Wednesday, June 27, 2007

Cheney's office backpedals from claim that Vice President isn't a part of the executive branch

From the Washington Post:

Vice President Cheney's office offered its first public written explanation yesterday for its refusal to comply with an executive order regulating the handling of classified material, arguing that the order makes clear that the vice president is not subject to the oversight system it creates for federal agencies.

In a letter to Sen. John F. Kerry (D-Mass.), Cheney Chief of Staff David S. Addington wrote that the order treats the vice president the same as the president and distinguishes them both from "agencies" subject to the oversight provisions of the executive order.

Addington did not cite specific language in the executive order supporting this view, and a Cheney spokeswoman could not point to such language last night. But spokeswoman Lee Anne McBride said the intent of the order, as expressed by White House officials in recent days, was "not for the VP to be separated from the president on this reporting requirement."

Dick Cheney's office is furiously backpedaling away from the whole "Vice President isn't enough a part of the executive branch to have to comply with executive branch regulations" argument:

Addington did not repeat a separate argument that has been previously advanced by Cheney's office: that it is not strictly an executive branch agency but also shares legislative functions because the vice president presides over the Senate. That argument has drawn ridicule in recent days from Democrats and on late-night television.

Addington suggested in his letter that it was not necessary to rehash that dispute. "Given that the executive order treats the Vice President like the President rather than like an 'agency,' " he wrote, "it is not necessary in these circumstances to address the subject of any alternative reasoning, based on the law and the legislative functions of the vice presidency. . . ."

I'm not going to get into the latest implausible excuse offered by Cheney's office. Instead, I'd like to draw your attention to this sentence:
That argument has drawn ridicule in recent days from Democrats and on late-night television.
Those are weasel words. The whole "Republicans says this, and Democrats say that" formulation is a lazy substitute for truly balanced coverage. What about the merits of the argument? Cheney's claim is presented as just another debatable issue. The fact that it has been roundly rejected by just about everyone as patently absurd is not mentioned. It's not just Democrats and the Daily Show saying that. Take Jonah Goldberg, about as true-blue a conservative as you can get, and his editorial in the LA Times:
The vice president is famously concerned with two things: restoring the prerogatives of the executive branch, lost in the wake of the Vietnam War and Watergate, and defeating our enemies in the war on terror. Both are admirable goals. But seemingly countless sources inside the Bush administration tell the Post that he has a contempt for bureaucratic and legislative consensus-building that rivals his contempt for cultivating public support through the media. As a result, he often succeeds in bulldozing policies — on enemy interrogations, etc. — all the way to the president's desk. But he's isolated when it comes time to defend these policies in Congress and the public.

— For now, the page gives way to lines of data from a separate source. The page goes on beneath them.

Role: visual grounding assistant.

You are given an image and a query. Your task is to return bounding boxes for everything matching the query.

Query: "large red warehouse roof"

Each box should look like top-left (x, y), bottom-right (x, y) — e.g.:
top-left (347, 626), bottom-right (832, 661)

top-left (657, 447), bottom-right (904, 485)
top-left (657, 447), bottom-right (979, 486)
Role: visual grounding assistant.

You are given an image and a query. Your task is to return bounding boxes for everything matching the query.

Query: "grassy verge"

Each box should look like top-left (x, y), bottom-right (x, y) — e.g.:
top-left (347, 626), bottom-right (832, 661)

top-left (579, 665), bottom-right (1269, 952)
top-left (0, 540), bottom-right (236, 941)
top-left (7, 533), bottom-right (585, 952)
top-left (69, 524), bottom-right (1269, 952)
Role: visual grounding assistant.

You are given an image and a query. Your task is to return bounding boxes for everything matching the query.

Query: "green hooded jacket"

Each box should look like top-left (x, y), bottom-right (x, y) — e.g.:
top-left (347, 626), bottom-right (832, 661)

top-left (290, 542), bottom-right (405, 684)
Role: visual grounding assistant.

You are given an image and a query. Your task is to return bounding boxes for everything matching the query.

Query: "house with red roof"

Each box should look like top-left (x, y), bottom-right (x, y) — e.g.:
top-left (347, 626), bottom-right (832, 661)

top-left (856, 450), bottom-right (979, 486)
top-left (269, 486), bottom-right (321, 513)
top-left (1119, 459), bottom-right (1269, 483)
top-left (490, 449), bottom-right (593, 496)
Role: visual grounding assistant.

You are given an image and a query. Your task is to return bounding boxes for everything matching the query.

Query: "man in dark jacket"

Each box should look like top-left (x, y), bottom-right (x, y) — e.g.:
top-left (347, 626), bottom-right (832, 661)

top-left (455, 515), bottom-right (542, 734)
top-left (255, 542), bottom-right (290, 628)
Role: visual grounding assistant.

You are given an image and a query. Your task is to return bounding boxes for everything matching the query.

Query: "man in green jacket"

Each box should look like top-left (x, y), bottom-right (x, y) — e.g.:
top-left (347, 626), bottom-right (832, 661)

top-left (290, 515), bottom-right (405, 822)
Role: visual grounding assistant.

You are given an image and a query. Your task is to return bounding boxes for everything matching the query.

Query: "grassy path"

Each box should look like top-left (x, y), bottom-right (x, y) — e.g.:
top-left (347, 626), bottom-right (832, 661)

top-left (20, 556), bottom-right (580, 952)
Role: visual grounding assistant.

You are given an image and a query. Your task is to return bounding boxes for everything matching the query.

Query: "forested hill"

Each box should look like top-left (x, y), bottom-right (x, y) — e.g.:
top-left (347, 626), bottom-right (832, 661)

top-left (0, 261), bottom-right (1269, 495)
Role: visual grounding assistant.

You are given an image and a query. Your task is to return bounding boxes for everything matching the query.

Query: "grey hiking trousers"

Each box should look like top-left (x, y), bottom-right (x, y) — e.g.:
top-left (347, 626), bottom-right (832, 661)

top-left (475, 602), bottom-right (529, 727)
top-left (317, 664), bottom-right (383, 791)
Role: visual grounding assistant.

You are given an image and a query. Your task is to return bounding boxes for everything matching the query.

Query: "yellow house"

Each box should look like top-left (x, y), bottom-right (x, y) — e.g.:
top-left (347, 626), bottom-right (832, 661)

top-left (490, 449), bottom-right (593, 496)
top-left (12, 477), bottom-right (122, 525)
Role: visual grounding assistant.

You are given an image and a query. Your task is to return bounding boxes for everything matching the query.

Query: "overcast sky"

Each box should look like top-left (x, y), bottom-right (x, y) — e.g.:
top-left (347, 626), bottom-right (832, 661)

Take the current argument over Cheney's self-exemption from the rules on how classified documents should be handled. Instead of getting a waiver from the president, Cheney argued that he's immune to executive orders because he's also the president of the Senate and hence a member of the legislative branch too. Not only is this a goofy argument on its face, it does nothing to restore executive authority. It's not like the vice presidency was an outpost of the legislative branch before Watergate. Cheney's argument amounts to a convenient rationalization for his own secretive style.
Read the whole thing. It's not just "Democrats and late-night television" criticizing Cheney.

UPDATE: I don't mean to pick on the Washington Post here; our whole media establishment falls into this trap with depressing regularity. The WP's recent Dick Cheney series (here, here, here, and here) is a textbook example of what good journalism should be.